Still, no man wants to face down a gnarlend. Something about their faces is haunting, terrifying, and paralyzing. I've heard of steeled men, armed to the teeth, yet frozen in their tracks at the sight of a granlend. Overwhelmed, devoured. If anything should get you moving in a showdown with a gnarlend, it's this: if they get you, they'll eat your eyes first.

There were no tracks around the hewn trunk, but it gave us some clues to go on, as well as confirmation of our quarry. In the day, gnarlends hide high in trees, twisting their writhing, misshaped appendages among the branches, rendering themselves almost invisible. There they draw from the trees' life force, basking in sun. They do it to replenish themselves, so that when night falls, they're ready to hunt.

We cautiously made our way to Cliffendell Crag, attempting the whole while to spot any gnarlends who may have hidden themselves carefully. Our search was fruitless, unsurprisingly, but we reached the crag and made camp in good time. When night fell, the hunt began.

We traveled in groups of two, or two-and-meat, as we called it: two men would hoist a torch-bearing straw dummy in front of them and range into the woods, never straying far from camp. The dummies, or “The meats,” were crude, but useful. The torches they bore made them better bait, illuminated our view ahead, and kept us hidden in shadow. We'd also slather them in the fluids of a dead rabbit for good measure. If a unit was attacked the other two would retreat toward the attacked unit, careful not to expose their backs as they did so. Gnarlends did not hunt in packs or coordinate attacks, but if the bait was sweet enough for one, the others would soon follow.
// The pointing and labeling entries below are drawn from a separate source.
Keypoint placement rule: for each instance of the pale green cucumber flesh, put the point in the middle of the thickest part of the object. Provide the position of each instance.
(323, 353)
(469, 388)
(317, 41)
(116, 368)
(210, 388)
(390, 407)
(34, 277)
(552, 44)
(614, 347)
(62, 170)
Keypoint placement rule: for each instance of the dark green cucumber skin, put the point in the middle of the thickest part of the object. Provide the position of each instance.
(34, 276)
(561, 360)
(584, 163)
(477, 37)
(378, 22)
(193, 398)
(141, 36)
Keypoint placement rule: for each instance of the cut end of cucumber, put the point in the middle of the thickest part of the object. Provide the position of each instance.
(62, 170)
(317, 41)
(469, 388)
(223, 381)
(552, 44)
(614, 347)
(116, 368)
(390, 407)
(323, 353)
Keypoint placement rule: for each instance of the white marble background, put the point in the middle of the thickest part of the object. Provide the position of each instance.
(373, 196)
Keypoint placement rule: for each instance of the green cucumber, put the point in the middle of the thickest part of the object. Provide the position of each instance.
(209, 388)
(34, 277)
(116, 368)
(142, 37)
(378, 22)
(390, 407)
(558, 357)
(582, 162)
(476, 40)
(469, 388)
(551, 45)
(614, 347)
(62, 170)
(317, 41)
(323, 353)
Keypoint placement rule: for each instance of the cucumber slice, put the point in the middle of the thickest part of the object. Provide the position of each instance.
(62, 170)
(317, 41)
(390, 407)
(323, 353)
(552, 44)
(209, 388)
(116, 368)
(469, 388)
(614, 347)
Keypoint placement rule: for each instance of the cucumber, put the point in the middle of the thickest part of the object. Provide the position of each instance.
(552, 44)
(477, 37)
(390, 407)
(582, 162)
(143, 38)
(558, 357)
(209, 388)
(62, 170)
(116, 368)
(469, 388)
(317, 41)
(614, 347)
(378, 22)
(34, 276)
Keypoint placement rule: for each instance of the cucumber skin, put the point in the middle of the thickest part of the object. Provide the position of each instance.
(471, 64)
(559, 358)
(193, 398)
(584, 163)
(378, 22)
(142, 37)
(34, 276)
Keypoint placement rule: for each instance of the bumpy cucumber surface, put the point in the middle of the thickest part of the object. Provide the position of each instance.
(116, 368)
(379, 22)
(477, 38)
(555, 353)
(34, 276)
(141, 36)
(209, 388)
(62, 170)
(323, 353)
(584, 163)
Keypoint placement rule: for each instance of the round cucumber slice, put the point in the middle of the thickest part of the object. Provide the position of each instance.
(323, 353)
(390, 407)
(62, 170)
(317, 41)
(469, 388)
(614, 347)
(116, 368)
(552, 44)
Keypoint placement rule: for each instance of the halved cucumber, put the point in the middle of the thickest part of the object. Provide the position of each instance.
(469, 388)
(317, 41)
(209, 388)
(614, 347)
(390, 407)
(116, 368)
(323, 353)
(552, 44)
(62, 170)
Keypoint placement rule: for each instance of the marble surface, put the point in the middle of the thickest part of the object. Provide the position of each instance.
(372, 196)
So, on this night, we began our ranging in formation: Kazik with Ajnders, Ellia with Axemar, and me with Todgy. Todgy was perhaps the bravest chef I knew, though he was certainly the most capable with a crossbow and cleaver. We moved slowly, carefully, me hoisting our torch-bearing “meat” two yards ahead of us. The straw dummy bobbed and swayed, its torchlight casting an eerily dancing web of light and shadow into the black wood. We both froze at the sound of frenzied scratching to our right.

I slowly panned our decoy toward the source of the sound, and saw it there, rapidly descending from the tree, more like a mass of spiders than a single creature. The threshing, gnarled limbs contorted and bent in rapid, unnatural motions, but its fleshy, infant-like face remained steadily fixed in our direction. Without hesitation I loosed an incendiary bolt from my crossbow. The flame bolt, ignited by the crossbow's lever mechanism, tore into the woods, finding purchase somewhere just below the gnarlend's head.
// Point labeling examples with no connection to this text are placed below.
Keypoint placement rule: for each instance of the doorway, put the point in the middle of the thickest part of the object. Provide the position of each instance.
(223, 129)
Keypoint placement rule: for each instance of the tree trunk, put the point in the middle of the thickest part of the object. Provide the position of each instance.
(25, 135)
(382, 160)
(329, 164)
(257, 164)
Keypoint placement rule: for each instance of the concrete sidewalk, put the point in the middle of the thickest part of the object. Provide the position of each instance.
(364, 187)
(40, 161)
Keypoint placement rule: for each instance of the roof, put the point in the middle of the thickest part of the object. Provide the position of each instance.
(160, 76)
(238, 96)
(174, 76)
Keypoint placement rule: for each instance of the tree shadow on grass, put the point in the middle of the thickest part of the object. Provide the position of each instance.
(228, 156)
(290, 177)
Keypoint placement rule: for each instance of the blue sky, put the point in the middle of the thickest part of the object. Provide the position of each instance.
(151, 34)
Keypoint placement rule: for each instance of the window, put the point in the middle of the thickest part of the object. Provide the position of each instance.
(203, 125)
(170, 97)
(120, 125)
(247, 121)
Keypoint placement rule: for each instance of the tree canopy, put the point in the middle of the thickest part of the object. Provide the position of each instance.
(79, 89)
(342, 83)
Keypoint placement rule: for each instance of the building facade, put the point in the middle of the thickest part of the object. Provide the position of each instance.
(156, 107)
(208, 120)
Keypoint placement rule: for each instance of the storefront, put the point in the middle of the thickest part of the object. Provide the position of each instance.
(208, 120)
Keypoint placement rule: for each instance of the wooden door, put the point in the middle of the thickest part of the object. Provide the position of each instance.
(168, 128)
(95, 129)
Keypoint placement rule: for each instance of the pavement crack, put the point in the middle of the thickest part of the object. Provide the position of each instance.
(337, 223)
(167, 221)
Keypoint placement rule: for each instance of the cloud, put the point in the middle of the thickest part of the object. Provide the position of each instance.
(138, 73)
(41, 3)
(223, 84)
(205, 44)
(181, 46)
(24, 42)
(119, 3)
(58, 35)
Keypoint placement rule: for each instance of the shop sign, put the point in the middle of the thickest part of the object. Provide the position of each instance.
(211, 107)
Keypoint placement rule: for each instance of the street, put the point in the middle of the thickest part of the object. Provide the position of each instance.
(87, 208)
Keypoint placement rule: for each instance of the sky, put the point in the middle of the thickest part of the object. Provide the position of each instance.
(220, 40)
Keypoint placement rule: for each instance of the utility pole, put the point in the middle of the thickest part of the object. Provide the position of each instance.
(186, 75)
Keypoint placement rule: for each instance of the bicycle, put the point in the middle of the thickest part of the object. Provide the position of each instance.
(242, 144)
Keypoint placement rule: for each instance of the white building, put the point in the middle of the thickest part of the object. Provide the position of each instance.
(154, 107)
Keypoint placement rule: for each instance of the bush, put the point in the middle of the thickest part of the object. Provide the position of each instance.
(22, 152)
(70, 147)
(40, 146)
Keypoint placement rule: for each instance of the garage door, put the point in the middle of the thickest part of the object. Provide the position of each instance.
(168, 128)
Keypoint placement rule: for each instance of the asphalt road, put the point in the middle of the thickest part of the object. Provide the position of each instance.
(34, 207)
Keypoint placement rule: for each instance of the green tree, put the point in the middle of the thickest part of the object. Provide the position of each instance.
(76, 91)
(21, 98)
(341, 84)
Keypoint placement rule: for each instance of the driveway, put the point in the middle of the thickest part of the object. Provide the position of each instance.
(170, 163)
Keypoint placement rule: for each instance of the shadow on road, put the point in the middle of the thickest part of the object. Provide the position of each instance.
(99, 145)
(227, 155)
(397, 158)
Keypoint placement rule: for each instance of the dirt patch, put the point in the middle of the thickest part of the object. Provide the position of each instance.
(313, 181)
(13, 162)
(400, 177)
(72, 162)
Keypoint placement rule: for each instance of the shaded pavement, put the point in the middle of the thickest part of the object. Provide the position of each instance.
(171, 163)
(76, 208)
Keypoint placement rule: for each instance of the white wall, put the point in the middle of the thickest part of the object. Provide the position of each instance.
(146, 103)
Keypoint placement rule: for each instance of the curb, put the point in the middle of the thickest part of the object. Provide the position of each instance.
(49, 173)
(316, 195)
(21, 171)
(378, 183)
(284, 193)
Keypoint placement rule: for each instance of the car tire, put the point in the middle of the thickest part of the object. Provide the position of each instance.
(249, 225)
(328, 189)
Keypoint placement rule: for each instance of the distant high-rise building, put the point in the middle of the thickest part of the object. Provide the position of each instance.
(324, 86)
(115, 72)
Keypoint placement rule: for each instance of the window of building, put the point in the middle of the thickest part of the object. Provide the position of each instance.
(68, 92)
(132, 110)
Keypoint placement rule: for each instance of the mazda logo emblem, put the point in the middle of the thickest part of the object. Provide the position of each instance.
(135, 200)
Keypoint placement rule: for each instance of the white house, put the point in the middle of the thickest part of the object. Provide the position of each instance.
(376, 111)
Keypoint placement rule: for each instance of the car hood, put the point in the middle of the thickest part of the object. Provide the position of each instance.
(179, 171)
The creature shrieked a hideous wail, like a screaming infant choked by its own tears, and burst into flame. But I'd missed its head, and now it wanted mine. I drove the bait hoist into the ground, making a fixed sentry of our friend the meat. Then I unclasped my whip, a razor sharp blade-tipped steel chain weapon and lashed it at the monstrosity. I snapped the whip precisely, and the blade connected with a violence that was as elegant as it was visceral. A fist-sized chunk of the creature's head slapped hard onto the forest floor, the rest of the miserable wretch collapsing shortly after.

“Formation!” I hissed to Todgy, who had already begun to retrieve our bait. But then he vanished into a writhing shadow of gnarled limbs. They were dropping from the trees. When we had seen the first gnarlend descend, a thought had struck my mind: we're too early. Hunting gnarlends that are grounded is one thing, but the things dwell in trees! When they can drop in droves on unsuspecting hunters in the pitch of night, the odds shift dramatically toward despair.

  • The Foley Knoll Horror, s. 1-25

All around me I could hear the wet, shivering thuds of gnarlends dropping from their perches. I started toward the others, but I had scarcely taken two steps when all four of them had one by one collapsed into shadows, amid human screams and unearthly, nightmarish wails. The torchlight was waning, and I could hear the skittering, gurgling cacophony of gnarlends bearing toward me.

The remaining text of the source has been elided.